The Dow Jones Industrial Average was down 34 points, or 0.1 per cent, as of 10.15am Eastern Time on Wednesday (12.15am Thursday AEST), and the Nasdaq composite was 1.1 per cent higher.
Huge swings have become routine for financial markets worldwide recently, not just day to day but hour to hour, as investors struggle to game out what Trump’s trade war will do to the economy. On Tuesday, the S&P 500 careened between a gain of 4.1 per cent and a loss of 3 per cent for a second straight day of shocking reversals.
Wall Street’s latest moves came after Trump’s latest round of tariffs kicked in after midnight for imports from around the world. That included a 104 per cent tax on things coming from China, and the world’s second-largest economy quickly retaliated by saying it would raise tariffs on US goods to 84 per cent on Thursday.
“If the US insists on further escalating its economic and trade restrictions, China has the firm will and abundant means to take necessary countermeasures and fight to the end” the Ministry of Commerce said.
Such aggressive brinkmanship between the world’s two largest economies is raising fears that tariffs will stick around for a while, which economists and investors expect would create a recession. The European Union on Wednesday also approved tariffs affecting $US23 billion ($38 billion) in US goods in its own retaliatory move.
Some hope still does remain on Wall Street that Trump could lower his tariffs following negotiations with other countries, which is what’s helping to send stock prices upward at times.
“BE COOL!” Trump said on his Truth Social platform shortly after trading began on Wall Street.
“Everything is going to work out well. The USA will be bigger and better than ever before!”
Some of Wednesday’s strongest action was in the US bond market, where Treasury yields rose sharply again. The yield on the 10-year Treasury climbed to 4.37 per cent from 4.26 per cent late Tuesday and from just 4.01 per cent at the end of last week. It approached 4.50 per cent earlier in the morning. That’s a huge move for the bond market and could be an indication of stress.

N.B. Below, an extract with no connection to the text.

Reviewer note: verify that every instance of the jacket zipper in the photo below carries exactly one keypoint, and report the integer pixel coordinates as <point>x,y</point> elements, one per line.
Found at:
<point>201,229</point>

Analysts say several reasons could be behind the move, including hedge funds and other investors having to sell their Treasury bonds to raise cash in order to make up for sharp losses in the stock market. Investors outside the United States may also be selling their US Treasurys because of the trade war. Both actions would push down prices for Treasurys, which in turn would push up their yields.

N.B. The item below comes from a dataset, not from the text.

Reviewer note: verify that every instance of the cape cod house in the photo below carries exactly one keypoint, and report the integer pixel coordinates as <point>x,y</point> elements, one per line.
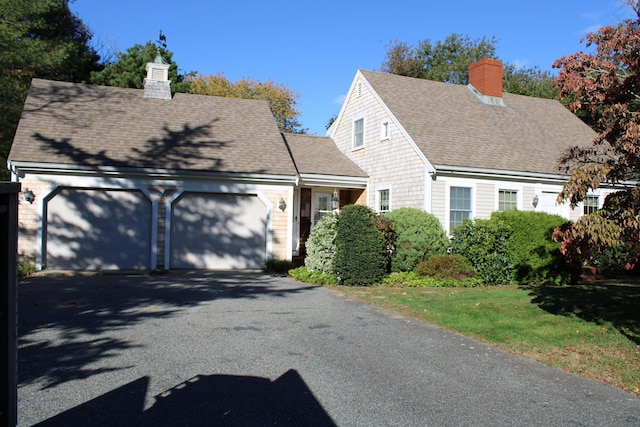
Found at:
<point>458,151</point>
<point>118,178</point>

Panic on Wall Street as Trump announces new tariffs
Regardless of the reasons behind it, the higher yields on Treasurys add pressure on the stock market and will likely push up rates for mortgages and other loans for US households.

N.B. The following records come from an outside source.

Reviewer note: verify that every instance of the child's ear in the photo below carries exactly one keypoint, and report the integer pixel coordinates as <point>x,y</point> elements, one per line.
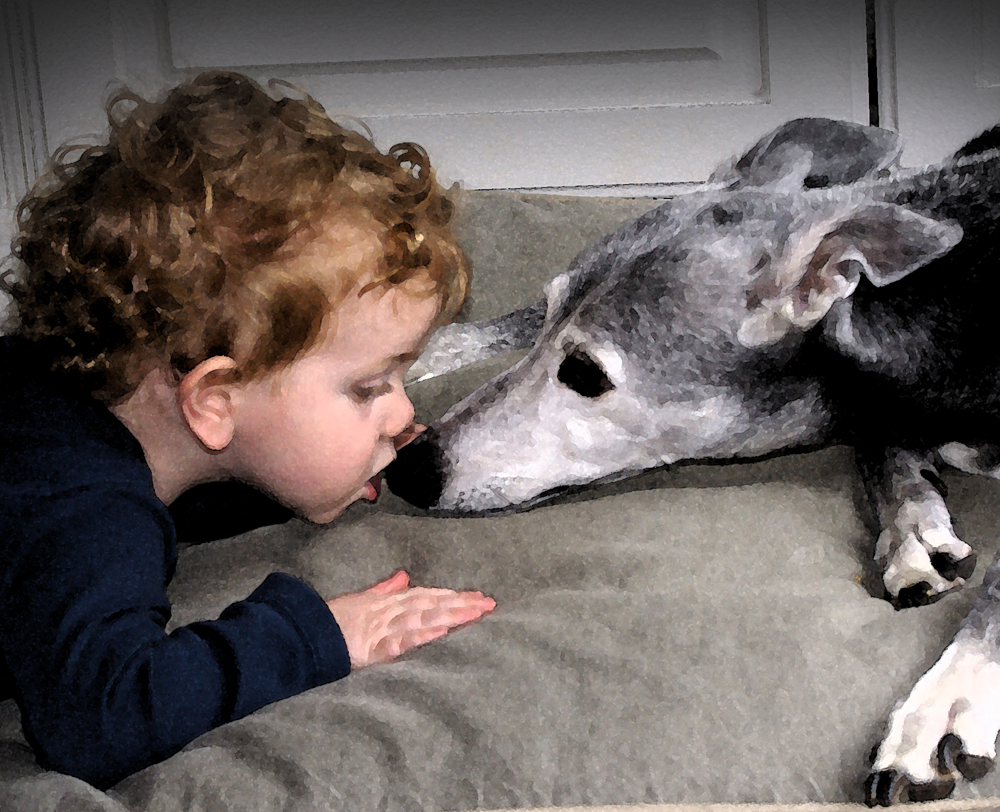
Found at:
<point>204,397</point>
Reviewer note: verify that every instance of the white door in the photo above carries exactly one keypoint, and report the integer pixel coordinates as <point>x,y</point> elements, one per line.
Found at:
<point>568,94</point>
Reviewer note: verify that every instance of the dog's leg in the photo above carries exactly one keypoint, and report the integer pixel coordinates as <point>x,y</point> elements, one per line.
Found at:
<point>947,727</point>
<point>457,345</point>
<point>918,552</point>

All the uncertainty about tariffs is already making planning more difficult for big US companies.
Delta Air Lines pulled financial forecasts for 2025 Wednesday as the trade war scrambles expectations for business and household spending and depresses bookings across the travel sector.
“With broad economic uncertainty around global trade, growth has largely stalled,” CEO Ed Bastian said in a statement on Wednesday.
“In this slower-growth environment, we are protecting margins and cash flow by focusing on what we can control.”
Walmart, though, said it’s sticking with its forecasts for sales and operating income over the full year.
In stock markets abroad, indexes tumbled across most of Europe and much of Asia.
London’s FTSE 100 dropped 2.2 per cent, Tokyo’s Nikkei 225 sank 3.9 per cent and the CAC 40 fell 2.6 per cent in Paris.
Chinese stocks were an outlier, and indexes rose 0.7 per cent in Hong Kong and 1.3 per cent in Shanghai.